# Limits in two dimensions

First some context:

I was trying to find the limit of $\frac{e^x - 1}{x}$ as x approaches zero without using L'Hopital's rule to avoid circular reasoning.

Then, I was told that I could use the definition:

$$e = \lim_{n\to\infty} \left( 1+\frac{1}{n} \right)^n$$ The trick is to set $n = \frac{1}{x}$

$$e = \lim_{x\to 0} ( 1+x )^\frac{1}{x}$$

So, my limit becomes: $$\lim_{x\to 0} \frac{1+x-1}{x} = 1$$

This makes sense on an intuitive level. By setting n equal to $\frac{1}{x}$, I am approaching the limit from a specific direction on a two-dimensional plane. However, I have not worked with two-dimensional limits before. When is this allowed? Surely there must be situations in which this does not work because the limit is different depending upon what path you use to approach the point at which you are taking the limit. How do you test if this "trick" gives the correct answer?

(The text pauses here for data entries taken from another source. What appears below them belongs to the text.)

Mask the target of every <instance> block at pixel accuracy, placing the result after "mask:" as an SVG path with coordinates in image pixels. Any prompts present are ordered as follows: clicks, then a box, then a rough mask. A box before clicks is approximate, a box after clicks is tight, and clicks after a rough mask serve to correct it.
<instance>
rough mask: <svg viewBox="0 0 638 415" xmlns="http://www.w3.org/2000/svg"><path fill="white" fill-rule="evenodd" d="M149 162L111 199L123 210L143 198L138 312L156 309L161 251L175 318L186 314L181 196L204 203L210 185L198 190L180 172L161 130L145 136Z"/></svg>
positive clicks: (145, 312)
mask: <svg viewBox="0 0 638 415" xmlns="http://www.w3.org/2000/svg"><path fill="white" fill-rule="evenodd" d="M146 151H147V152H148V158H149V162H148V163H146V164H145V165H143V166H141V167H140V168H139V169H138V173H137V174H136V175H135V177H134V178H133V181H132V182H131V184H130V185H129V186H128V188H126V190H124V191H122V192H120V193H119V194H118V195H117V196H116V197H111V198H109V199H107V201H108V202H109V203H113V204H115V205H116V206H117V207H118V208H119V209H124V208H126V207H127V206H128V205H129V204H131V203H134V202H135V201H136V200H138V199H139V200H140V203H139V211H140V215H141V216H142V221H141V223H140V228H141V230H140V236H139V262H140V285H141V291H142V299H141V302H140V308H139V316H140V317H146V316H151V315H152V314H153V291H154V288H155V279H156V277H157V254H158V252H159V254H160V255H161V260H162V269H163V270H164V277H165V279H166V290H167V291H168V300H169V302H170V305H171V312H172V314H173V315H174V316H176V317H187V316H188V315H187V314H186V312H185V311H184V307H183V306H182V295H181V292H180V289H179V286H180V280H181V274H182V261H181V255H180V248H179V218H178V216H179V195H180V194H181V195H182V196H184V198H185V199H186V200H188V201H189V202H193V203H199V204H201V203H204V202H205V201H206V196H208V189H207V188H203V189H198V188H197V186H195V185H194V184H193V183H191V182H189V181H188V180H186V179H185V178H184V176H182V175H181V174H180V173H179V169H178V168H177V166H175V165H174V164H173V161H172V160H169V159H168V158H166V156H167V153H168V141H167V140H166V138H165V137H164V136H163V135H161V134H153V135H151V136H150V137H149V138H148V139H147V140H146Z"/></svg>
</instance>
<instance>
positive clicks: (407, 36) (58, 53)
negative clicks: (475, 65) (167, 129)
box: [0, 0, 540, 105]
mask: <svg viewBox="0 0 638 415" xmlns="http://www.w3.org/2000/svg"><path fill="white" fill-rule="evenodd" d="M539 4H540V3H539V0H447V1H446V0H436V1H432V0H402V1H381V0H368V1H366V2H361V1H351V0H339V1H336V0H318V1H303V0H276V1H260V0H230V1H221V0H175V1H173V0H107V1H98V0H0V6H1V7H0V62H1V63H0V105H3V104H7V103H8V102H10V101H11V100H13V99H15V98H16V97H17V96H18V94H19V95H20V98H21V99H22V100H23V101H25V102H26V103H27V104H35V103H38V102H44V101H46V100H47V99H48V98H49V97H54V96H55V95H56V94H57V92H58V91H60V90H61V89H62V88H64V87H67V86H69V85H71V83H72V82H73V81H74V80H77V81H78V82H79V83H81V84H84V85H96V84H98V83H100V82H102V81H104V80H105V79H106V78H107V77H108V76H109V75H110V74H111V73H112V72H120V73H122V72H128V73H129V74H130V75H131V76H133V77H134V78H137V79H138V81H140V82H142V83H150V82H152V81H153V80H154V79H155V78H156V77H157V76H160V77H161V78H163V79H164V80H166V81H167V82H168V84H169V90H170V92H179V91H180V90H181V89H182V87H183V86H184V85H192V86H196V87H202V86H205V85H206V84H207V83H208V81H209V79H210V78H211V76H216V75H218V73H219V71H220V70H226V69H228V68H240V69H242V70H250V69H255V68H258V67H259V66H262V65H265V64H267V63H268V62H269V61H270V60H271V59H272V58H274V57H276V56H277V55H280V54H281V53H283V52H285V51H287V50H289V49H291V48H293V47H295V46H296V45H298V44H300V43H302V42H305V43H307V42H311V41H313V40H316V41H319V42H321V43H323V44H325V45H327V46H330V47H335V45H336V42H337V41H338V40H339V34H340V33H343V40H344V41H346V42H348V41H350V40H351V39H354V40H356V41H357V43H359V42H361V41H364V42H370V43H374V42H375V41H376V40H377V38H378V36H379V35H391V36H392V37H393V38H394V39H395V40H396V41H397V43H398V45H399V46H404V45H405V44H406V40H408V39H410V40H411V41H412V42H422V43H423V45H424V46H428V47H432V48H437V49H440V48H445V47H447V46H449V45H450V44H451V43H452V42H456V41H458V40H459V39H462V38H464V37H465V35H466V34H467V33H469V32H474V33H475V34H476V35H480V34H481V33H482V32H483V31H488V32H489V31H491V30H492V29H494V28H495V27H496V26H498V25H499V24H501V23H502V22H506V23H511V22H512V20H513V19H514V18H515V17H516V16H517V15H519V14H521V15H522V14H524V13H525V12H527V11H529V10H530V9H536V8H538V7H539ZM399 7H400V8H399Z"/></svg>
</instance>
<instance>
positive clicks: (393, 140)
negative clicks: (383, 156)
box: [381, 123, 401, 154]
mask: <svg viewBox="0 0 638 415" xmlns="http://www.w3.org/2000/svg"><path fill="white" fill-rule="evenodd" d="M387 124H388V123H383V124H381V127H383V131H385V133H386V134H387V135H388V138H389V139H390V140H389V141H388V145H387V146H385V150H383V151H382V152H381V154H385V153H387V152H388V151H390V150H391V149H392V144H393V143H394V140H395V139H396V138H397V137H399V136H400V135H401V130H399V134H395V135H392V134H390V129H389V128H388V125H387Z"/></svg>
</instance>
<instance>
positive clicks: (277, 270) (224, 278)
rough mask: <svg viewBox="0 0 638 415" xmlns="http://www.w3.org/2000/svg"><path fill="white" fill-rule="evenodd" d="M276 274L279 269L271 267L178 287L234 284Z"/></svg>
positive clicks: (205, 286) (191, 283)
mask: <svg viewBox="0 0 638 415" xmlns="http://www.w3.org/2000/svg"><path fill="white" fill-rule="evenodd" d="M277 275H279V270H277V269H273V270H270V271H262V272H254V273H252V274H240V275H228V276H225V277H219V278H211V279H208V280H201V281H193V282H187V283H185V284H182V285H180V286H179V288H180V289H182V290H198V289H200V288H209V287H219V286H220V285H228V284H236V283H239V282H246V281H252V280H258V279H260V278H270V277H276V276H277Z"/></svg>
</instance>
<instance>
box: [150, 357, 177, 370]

• you're not actually approaching in a 'two-dimensional plane' (you're conflating the change of variables with some sort of limit along a path given by the graph of $n\to 1/n$) but instead still allowing $n$ to grow unbounded in a continuous way, only in a qualitatively different way then you might be used to to imagining it – oldrinb Jun 29 '15 at 15:15
• Why do you think you're actually solving a two-dimensional limit by following a specific direction? Are you thinking of $x$ and $n$ as the coordinates on a plane? – Giorgio Comitini Jun 29 '15 at 15:16
• @Giorgio Comitini Yes, that is how I think about this trick in my attempt to make sense of it. – Avatrin Jun 29 '15 at 16:04
• Well, I'm not sure that is the correct way of thinking about your solution (which, by the way, is totally legal). What you're really doing is first of all passing from the limit of a sequence to the limit of a function (i.e. $n\mapsto y$, with $y\in]-\infty,+\infty[$ such that $y|_{\mathbb{N}}=n$) and then computing the limit with respect to $x(y)=\frac{1}{y}$. Both these steps are completely well-defined in one-variable calculus (they are already well defined in topology). – Giorgio Comitini Jun 29 '15 at 16:10
• Well, I am asking how I can know whether or not this method is valid. Is there a book you recommend to learn this? I have had real analysis, but I never encountered this. – Avatrin Jun 29 '15 at 22:48

To rephrase, OP asks about evaluating $$\lim_{x\to 0}\lim_{n\to \infty} \frac{ \left(1+\frac{1}{n}\right)^{nx}-1}{x}$$ along the path $n=\frac{1}{x}$. Equivalently, setting $n=\frac{1}{y}$, the limit becomes $$\lim_{x\to 0}\lim_{y\to 0} \frac{ \left(1+y\right)^{x/y}-1}{x}$$
OP is quite right to be concerned about this method. If the limit $$\lim_{(x,y)\to (0,0)} \frac{ \left(1+y\right)^{x/y}-1}{x}$$ exists, then it is the same along every path. The specified path $(x=y)$ provides a slick way of determining what that limit must be, if it exists at all. However there are many similar expressions where the limit does not exist; to use the path given one must prove that the limit exists at all.